This week I've been reading a beautiful new book from Thrums Books, Silk Weavers of Hill Tribe Laos: Textiles, Tradition, and Well-Being. It is written by Joshua Hirschstein and Maren Beck with photographs by Joe Coca.
The book is framed by the story of Josh and Maren along with their two sons Ari and Zall and their many trips to Laos. With memories of travels in Asia when they were younger, Josh and Maren returned to Asia in 2005 for a six-week backpack-type trip and then went to Houaphan Province, Laos in 2006. They decided to start a business selling textiles they found in the region hoping to fund their trips. You can see some of them at Above the Fray, http://www.hilltribeart.com/. You can also purchase the book from them.
Over ten years, they developed deep relationships with the weavers, dyers, and artisans of Xam Tai and bought many naturally dyed, hand-reeled silk textiles from this part of Laos. Their sons grew up and went to college and Josh and Maren continue to visit, meet weavers, purchase textiles, and learn about the culture in this remote area of Laos.
The book presents stories of many different artists with photos and descriptions of weaving techniques, equipment, and materials production. Silk is raised, reeled, and naturally dyed in the region and the descriptions of these processes alone give you a great respect for the textiles produced. Joe Coca's outstanding photographs detail everything from looms to silk reeling as well as highlighting his talent for portrait photography. The people in the book seem so nearby.
It also speaks to a life well-lived. The authors speak of this for themselves, but they also speak to the importance of living a valued life from the perspective of the people from Houaphan Province. The "weaving way of life" supports many families economically. It is one occupation that can be followed at home and provides as good an income as an "office job." Most textile creators are female which creates a certain status among women in these communities and the economic value of weaving means that the men do more work at home to free up weaving time for the women.
The textiles seem to be mostly rectangular in shape and include cloth for skirts, shawls, shaman cloths, blankets, and shoulder cloths. Silkworms are raised and the cocoons reeled to make the silk which is dyed. The dye is traditionally natural. They use lac for red and indigo for blues along with other plants for various yellows and greens. They do also raise and weave cotton which used to be used for every-day textiles and was usually dyed with indigo. These days with the exception of the women's sinh (skirt), most people wear western clothing.
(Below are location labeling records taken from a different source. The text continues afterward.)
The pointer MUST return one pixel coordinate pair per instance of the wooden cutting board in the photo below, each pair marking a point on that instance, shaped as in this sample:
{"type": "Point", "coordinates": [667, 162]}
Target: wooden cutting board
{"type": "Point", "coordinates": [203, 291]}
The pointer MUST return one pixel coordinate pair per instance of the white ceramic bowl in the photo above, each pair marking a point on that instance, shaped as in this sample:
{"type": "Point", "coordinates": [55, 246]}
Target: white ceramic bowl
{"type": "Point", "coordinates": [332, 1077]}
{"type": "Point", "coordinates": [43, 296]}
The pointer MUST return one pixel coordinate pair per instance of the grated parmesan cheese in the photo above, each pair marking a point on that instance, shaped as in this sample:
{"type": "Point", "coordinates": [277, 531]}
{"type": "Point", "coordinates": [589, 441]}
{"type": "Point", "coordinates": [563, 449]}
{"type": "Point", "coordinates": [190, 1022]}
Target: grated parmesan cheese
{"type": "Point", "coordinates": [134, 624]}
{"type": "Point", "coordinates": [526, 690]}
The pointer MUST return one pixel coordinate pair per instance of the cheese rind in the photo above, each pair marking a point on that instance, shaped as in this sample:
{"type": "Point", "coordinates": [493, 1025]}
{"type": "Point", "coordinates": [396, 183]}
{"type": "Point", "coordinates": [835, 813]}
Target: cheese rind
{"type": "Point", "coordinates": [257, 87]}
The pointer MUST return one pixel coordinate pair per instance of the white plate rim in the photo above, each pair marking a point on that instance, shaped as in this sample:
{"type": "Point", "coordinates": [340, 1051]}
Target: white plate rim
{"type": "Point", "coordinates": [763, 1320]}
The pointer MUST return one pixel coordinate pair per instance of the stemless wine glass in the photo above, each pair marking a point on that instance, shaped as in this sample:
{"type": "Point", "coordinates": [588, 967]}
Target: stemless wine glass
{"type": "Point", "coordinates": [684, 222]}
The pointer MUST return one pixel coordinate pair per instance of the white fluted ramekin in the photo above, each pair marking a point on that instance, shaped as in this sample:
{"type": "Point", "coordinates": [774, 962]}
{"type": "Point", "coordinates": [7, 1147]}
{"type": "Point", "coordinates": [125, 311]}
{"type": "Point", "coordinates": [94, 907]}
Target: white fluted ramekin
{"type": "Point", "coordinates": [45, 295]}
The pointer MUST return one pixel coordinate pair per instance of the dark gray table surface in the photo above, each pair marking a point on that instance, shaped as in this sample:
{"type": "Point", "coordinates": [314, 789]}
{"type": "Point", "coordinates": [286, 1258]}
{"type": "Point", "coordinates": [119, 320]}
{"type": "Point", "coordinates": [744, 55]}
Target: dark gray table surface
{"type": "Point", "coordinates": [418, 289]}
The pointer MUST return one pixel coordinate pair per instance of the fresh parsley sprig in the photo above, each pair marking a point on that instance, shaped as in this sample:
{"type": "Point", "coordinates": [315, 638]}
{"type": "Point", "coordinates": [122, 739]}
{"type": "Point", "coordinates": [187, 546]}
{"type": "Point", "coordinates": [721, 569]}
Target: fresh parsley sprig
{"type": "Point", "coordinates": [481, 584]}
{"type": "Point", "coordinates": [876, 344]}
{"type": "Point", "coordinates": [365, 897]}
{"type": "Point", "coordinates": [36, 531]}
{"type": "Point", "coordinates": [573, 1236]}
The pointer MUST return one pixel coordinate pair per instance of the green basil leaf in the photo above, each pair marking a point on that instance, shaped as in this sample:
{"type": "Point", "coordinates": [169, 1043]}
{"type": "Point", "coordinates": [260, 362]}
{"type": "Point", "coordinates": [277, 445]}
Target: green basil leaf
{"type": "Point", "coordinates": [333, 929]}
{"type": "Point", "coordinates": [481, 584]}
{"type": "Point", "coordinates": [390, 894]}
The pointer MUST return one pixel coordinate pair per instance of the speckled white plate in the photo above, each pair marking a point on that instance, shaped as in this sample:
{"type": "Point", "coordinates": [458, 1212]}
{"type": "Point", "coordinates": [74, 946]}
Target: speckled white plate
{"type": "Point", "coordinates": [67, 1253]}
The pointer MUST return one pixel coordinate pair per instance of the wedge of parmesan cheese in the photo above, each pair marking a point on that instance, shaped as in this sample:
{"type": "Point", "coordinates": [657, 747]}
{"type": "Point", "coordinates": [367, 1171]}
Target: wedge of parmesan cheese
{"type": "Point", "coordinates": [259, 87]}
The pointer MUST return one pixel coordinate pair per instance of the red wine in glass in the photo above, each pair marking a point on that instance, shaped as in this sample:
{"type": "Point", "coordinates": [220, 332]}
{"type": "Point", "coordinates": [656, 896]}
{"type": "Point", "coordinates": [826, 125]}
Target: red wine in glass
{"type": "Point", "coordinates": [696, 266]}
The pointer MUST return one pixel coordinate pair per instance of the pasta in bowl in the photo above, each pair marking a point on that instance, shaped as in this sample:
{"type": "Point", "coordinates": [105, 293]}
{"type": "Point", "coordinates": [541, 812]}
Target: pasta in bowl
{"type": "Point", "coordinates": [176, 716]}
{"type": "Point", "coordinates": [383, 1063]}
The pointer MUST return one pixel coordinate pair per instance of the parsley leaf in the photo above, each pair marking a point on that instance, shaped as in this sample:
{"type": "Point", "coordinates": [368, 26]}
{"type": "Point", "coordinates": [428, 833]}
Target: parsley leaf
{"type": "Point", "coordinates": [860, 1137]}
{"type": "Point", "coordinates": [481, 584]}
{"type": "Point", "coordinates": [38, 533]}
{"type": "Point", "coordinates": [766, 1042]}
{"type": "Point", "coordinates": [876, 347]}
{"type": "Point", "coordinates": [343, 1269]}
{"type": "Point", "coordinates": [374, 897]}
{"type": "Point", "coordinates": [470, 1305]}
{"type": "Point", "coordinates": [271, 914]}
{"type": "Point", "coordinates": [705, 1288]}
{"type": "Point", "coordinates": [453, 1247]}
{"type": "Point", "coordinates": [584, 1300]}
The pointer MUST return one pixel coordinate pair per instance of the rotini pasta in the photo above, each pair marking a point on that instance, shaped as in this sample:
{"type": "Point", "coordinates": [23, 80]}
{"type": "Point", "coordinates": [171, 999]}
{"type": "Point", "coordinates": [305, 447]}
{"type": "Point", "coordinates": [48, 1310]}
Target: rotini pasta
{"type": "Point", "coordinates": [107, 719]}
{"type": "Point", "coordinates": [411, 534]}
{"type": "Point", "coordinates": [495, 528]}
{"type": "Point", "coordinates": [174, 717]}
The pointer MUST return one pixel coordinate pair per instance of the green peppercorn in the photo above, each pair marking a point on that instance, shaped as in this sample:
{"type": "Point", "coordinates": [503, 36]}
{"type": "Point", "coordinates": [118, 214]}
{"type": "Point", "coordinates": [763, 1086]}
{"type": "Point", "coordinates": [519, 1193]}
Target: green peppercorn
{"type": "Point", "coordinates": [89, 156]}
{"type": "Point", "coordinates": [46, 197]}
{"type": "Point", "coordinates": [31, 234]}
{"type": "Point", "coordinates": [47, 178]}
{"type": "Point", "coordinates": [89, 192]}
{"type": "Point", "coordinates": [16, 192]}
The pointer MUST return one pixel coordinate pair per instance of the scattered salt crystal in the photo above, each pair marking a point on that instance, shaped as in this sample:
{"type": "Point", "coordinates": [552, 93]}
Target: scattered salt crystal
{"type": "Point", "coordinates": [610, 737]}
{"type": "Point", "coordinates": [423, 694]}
The particular way these patterns are woven was fascinating to me as a weaver. The looms are very simple boxed frames with the warp running horizontally from a front bar upon which the woven textile is wrapped to the back and then returning over a set of bars to be tied above the weaver's head. There are two shafts controlled by treadles for the plain weave parts of the textile as well as a reed. The patterns are controlled by a template that can be used over and over. There is another set of heddles behind the plain weave shafts that are much longer. Strings are used to mark each pick of the pattern. The pattern string is taken from above and used to open the shed in the correct way. The string is then placed below to preserve the pattern for another use. These heddle systems called khao nyeung can be used over and over. Master designers create new patterns which can be used by other weavers. This system works very much like a drawloom without all the complicated bits.
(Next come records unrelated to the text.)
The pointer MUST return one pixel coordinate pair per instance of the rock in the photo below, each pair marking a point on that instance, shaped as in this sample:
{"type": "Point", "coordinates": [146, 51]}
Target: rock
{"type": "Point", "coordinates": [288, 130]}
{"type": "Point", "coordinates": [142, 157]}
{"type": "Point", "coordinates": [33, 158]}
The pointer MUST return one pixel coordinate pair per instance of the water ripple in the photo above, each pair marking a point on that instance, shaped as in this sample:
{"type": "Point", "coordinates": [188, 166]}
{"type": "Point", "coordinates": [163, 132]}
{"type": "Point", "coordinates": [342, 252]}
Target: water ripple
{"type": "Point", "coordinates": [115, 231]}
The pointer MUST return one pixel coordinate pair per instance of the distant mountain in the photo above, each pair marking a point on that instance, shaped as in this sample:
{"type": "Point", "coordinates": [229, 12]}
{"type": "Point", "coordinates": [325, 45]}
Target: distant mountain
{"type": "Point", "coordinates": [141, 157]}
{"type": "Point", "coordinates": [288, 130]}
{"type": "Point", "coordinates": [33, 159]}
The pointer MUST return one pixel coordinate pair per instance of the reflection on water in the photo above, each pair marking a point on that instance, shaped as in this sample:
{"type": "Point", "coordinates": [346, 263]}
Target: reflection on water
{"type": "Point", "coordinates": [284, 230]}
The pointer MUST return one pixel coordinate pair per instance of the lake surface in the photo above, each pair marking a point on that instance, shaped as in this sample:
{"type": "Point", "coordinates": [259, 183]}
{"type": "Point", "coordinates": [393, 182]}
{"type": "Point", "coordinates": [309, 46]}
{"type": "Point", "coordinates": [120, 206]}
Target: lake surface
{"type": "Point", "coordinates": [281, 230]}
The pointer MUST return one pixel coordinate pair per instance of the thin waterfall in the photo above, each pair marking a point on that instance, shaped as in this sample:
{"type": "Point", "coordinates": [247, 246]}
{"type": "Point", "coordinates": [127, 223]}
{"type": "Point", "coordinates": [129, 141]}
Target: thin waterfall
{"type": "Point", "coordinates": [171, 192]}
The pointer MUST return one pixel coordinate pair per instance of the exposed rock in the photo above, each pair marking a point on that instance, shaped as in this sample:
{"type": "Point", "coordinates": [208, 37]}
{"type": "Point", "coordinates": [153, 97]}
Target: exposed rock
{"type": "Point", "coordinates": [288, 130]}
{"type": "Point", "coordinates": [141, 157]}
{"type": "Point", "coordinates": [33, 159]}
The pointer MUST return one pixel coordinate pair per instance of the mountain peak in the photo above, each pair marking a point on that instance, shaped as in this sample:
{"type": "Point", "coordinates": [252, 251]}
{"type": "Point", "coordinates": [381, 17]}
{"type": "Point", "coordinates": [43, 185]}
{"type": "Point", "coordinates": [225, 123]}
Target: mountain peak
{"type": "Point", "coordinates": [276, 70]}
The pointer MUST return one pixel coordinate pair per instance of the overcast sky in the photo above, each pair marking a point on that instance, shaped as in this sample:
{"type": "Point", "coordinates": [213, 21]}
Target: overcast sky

I did have to look up a YouTube video to completely understand this process. I couldn't figure out how the pattern string got from the top to the bottom of the loom with the warp in between. The answer was, it doesn't. The string comes out after the heddles are spread apart and then is put in the same "shed" below the warp to be used again later. Patterns are often mirrored by reversing the strings and taking them from the bottom and moving them back to the top. This video shows the process. In the video, the weaver is using "memory sticks" instead of string to hold her khao nyeung pattern. String allows for a much more complex design.
I loved this book. It skillfully weaves together threads* about culture, place, weaving technique, economics, and the nature of a people living far from the nearest city. The whole thing is threaded with a story about one family's wish to travel to heal their own personal and cultural challenges and it ends with some thoughts about the direction of Xam Tai's collective future as artisans. I highly recommend it.
Also, Joshua and Maren keep a blog on their website and THIS post about traditional textile creation in a shrinking world is very interesting. They talk about traditions shifting to meet the market demand and ask, how does the modern world influence cultures and what they make?
For further reading, consider all of Thrums books. My experience of the ones I've read including Traditional Weavers of Guatemala (reviewed HERE) give you a feel for the place, the culture, and the people, and describe fiber techniques enough that I can understand on a basic level how the textiles are made. Thrums is devoted to the stories of textile makers around the world. And if you hadn't made the connection, their publisher is Linda Ligon.
Have you visited Laos? Do you have a favorite textile tradition you collect, follow, practice, or love? Tell us about it in the comments!
* See what I did there? Ever notice all the ways weaving terminology is used to talk about culture, movement, and the way life is constructed?